The Shapiro-Wilk normality test was used to determine the distribution of the variables. The bias was calculated by subtracting the measured REE from the estimated REE. For each predictive equation, the percentage of deviation of estimated REE from measured REE was calculated as [(estimated REE − measured REE) / measured REE] × 100.

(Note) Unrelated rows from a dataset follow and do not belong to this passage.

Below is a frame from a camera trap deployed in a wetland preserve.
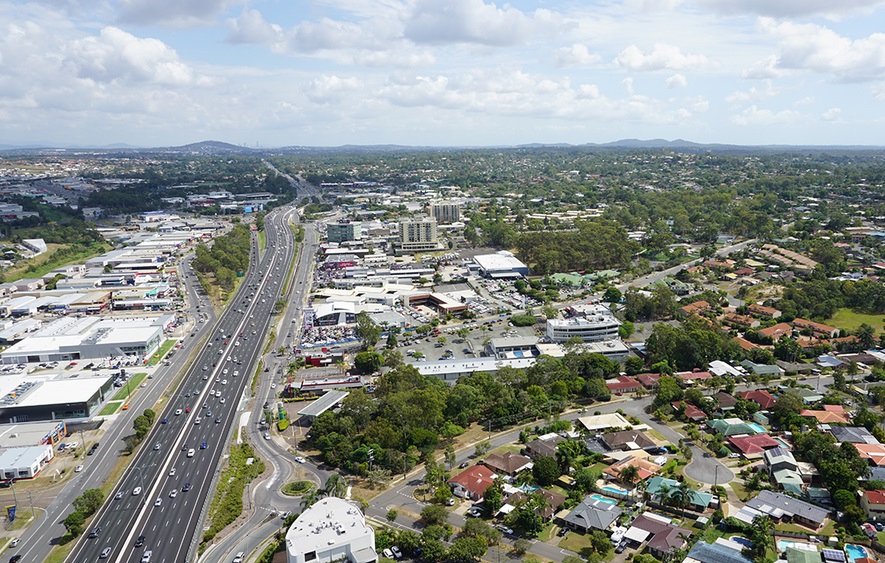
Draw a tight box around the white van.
[187,448,195,458]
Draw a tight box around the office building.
[285,497,376,563]
[398,218,438,251]
[327,221,362,243]
[431,201,461,224]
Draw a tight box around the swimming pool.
[845,544,867,563]
[777,540,817,553]
[748,422,766,433]
[602,485,630,496]
[590,494,617,505]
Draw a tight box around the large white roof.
[473,252,527,273]
[286,498,372,553]
[14,377,112,407]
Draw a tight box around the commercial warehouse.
[0,376,114,423]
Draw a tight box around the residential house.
[763,447,806,493]
[738,390,777,410]
[645,476,714,511]
[709,418,765,437]
[672,402,707,422]
[716,392,738,413]
[758,322,793,341]
[604,456,661,483]
[732,336,759,351]
[792,318,839,339]
[577,413,633,433]
[560,496,622,533]
[677,371,713,386]
[684,538,753,563]
[736,490,829,530]
[723,313,760,329]
[600,430,656,452]
[854,443,885,467]
[740,360,784,377]
[503,488,565,521]
[727,435,781,458]
[678,301,711,318]
[525,433,564,459]
[625,513,692,560]
[637,373,661,389]
[800,405,850,425]
[606,375,641,395]
[448,465,497,500]
[709,360,743,378]
[482,452,532,477]
[860,490,885,522]
[829,426,879,445]
[748,304,782,319]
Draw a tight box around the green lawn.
[98,401,123,416]
[4,241,110,283]
[147,339,176,366]
[825,308,884,334]
[258,230,267,251]
[110,372,148,401]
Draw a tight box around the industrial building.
[0,315,171,365]
[472,251,529,278]
[0,376,114,423]
[0,444,54,479]
[285,497,376,563]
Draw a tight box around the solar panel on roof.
[821,549,846,562]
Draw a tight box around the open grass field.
[825,308,884,334]
[110,372,148,401]
[98,401,123,416]
[3,241,110,283]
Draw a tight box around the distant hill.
[159,141,256,155]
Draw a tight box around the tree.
[73,489,105,517]
[474,441,491,457]
[63,510,85,536]
[532,456,561,486]
[512,538,531,556]
[387,509,398,522]
[420,538,447,563]
[483,478,505,516]
[603,286,622,303]
[321,474,347,498]
[354,351,383,373]
[355,312,382,349]
[624,356,645,376]
[746,515,774,561]
[857,323,877,350]
[421,504,450,526]
[589,530,612,556]
[447,537,486,563]
[619,465,640,489]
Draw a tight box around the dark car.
[182,482,191,492]
[557,527,569,537]
[135,535,145,547]
[615,541,627,554]
[10,555,22,563]
[88,527,101,538]
[200,441,208,450]
[459,461,469,468]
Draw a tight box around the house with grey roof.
[829,426,879,445]
[685,538,753,563]
[560,496,622,533]
[739,490,829,530]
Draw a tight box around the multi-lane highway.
[67,207,297,563]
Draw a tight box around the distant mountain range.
[2,139,885,156]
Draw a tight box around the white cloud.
[554,44,600,67]
[226,9,287,51]
[615,43,710,72]
[402,0,558,46]
[874,83,885,101]
[305,75,363,104]
[742,55,785,80]
[731,104,802,125]
[666,73,687,88]
[759,18,885,81]
[622,77,634,95]
[65,27,198,86]
[821,107,841,121]
[726,83,779,104]
[118,0,241,27]
[694,0,885,18]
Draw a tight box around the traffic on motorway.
[68,207,297,563]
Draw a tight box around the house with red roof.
[606,375,641,394]
[716,392,738,413]
[679,300,711,318]
[855,443,885,467]
[448,465,497,500]
[637,373,660,389]
[792,318,839,338]
[738,390,777,410]
[861,490,885,522]
[748,304,782,319]
[672,401,707,422]
[627,514,692,561]
[759,323,793,341]
[800,404,850,425]
[728,434,781,458]
[676,371,713,386]
[733,336,759,351]
[722,313,760,329]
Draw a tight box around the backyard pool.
[777,540,817,553]
[845,544,868,563]
[590,494,617,505]
[601,485,631,496]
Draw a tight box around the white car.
[169,468,176,476]
[169,489,178,498]
[294,456,306,463]
[75,465,84,472]
[154,498,162,507]
[133,487,142,496]
[222,379,227,385]
[175,409,182,416]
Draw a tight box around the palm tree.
[618,465,640,501]
[666,481,694,520]
[300,488,320,511]
[321,474,347,498]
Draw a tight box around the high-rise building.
[326,220,361,243]
[431,201,461,224]
[399,217,438,251]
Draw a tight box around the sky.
[3,0,885,148]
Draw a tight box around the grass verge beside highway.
[200,443,266,551]
[147,339,177,366]
[98,401,123,416]
[110,372,148,401]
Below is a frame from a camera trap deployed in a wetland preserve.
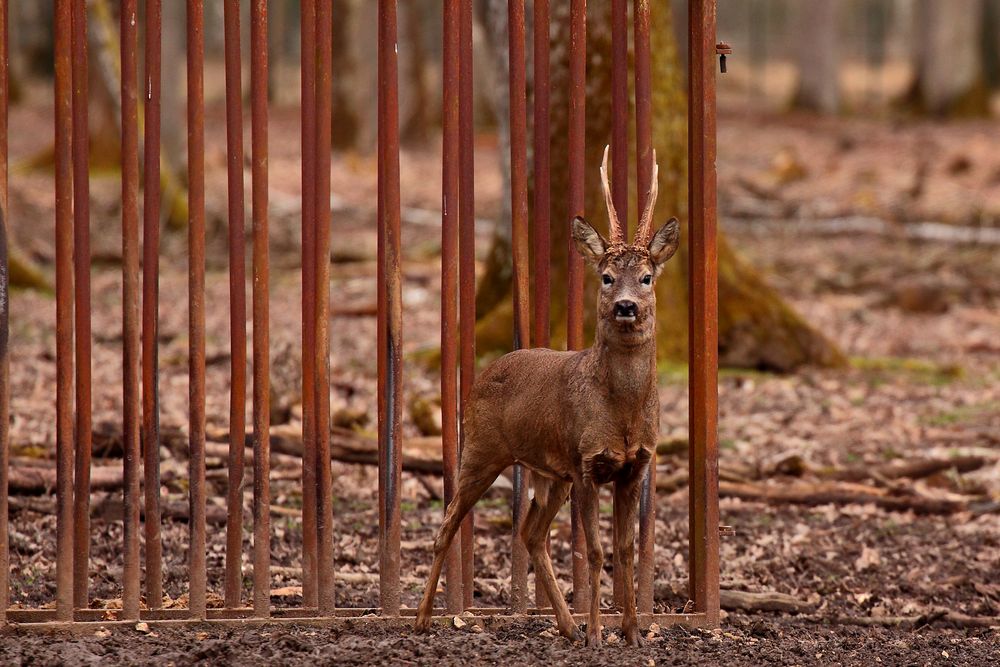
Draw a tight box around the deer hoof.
[559,624,584,643]
[413,614,432,633]
[623,626,643,647]
[585,628,602,647]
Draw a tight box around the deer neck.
[591,328,657,402]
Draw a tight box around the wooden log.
[9,465,123,494]
[719,480,964,515]
[832,610,999,630]
[719,589,816,614]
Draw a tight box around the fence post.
[222,0,247,610]
[249,0,271,619]
[120,0,142,622]
[186,0,207,621]
[634,0,656,616]
[378,0,404,617]
[299,0,319,611]
[567,0,589,615]
[0,0,9,628]
[141,0,164,609]
[53,0,75,623]
[70,0,92,612]
[688,0,721,625]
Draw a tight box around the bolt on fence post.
[688,0,721,625]
[377,0,404,617]
[222,0,247,611]
[299,0,319,611]
[54,0,75,624]
[441,0,464,616]
[142,0,164,611]
[634,0,656,616]
[0,0,9,628]
[457,0,476,612]
[120,0,142,622]
[507,0,531,616]
[70,0,92,613]
[186,0,207,621]
[314,0,336,616]
[566,0,589,615]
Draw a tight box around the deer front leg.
[614,471,644,646]
[578,479,604,647]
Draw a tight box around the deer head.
[572,145,680,348]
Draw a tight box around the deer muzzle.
[613,300,638,322]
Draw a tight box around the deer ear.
[648,217,680,269]
[571,216,608,266]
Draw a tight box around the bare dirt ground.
[1,98,998,664]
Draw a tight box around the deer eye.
[602,274,614,286]
[641,274,652,286]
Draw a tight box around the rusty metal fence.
[0,0,720,629]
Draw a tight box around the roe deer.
[415,146,679,646]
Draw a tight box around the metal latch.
[716,42,732,74]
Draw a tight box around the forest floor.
[1,104,999,665]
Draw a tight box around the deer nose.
[614,300,638,319]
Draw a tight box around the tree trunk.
[330,0,362,150]
[793,0,840,113]
[474,0,844,372]
[908,0,988,116]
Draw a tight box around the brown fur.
[415,149,679,647]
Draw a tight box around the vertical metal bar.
[142,0,163,610]
[610,0,629,234]
[441,0,463,616]
[54,0,75,623]
[377,0,403,617]
[0,0,9,627]
[376,0,387,614]
[457,0,475,612]
[314,0,335,615]
[70,0,92,612]
[609,0,628,610]
[688,0,720,625]
[633,0,655,616]
[187,0,207,621]
[566,0,589,615]
[250,0,271,618]
[299,0,318,611]
[531,0,550,352]
[222,0,247,610]
[507,0,530,616]
[120,0,142,622]
[531,0,551,610]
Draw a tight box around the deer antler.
[600,145,625,245]
[634,150,659,246]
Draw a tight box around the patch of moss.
[852,356,964,386]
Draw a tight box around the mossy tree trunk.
[475,0,844,372]
[904,0,989,116]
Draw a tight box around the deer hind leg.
[520,477,578,641]
[414,453,508,632]
[614,474,643,646]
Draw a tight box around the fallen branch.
[831,610,999,630]
[719,480,964,515]
[9,465,124,494]
[206,424,445,475]
[720,589,816,614]
[826,456,987,483]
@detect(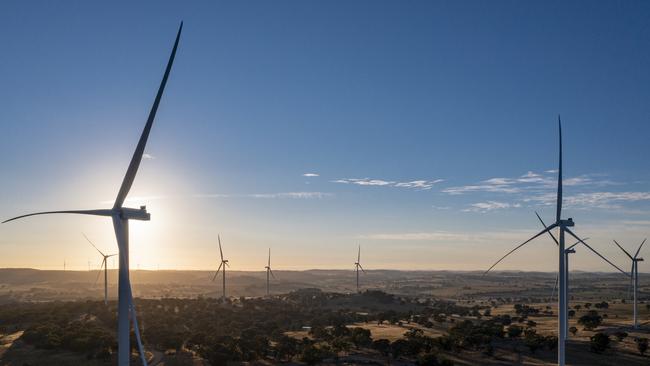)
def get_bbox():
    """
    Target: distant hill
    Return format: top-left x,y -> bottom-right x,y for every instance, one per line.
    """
0,268 -> 642,304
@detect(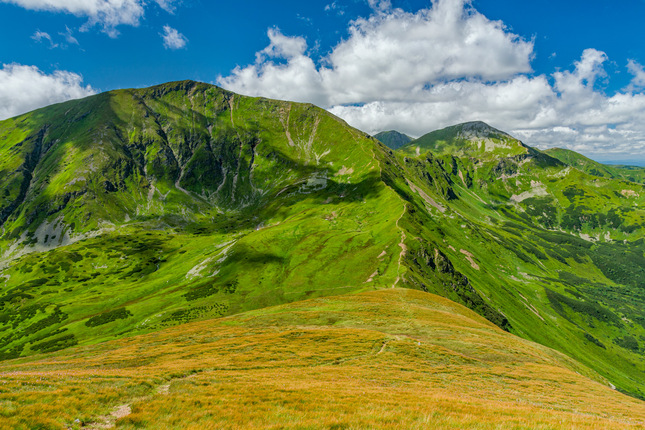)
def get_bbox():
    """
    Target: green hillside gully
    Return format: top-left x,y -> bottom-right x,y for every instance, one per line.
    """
0,82 -> 644,399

The means of estimated REE and measured REE were compared by a paired Student’s t-test. Agreement between estimated and measured REE was examined graphically by plotting the differences between the predicted and the measured REE against their mean values, with 95% limits of agreement (mean difference ± 1.96 standard deviation) [38]. Pearson's correlation coefficients were used to assess the correlation between the estimated and measured REE and to assess the correlation between the dependent variable (REE) and the independent variables of sex, age, weight, height, FFM, FM, BMI, fasting plasma glucose and glycated hemoglobin. Results are expressed as means and standard deviations or medians and interquartile ranges. For all tests, a p value <0.05 was considered statistically significant.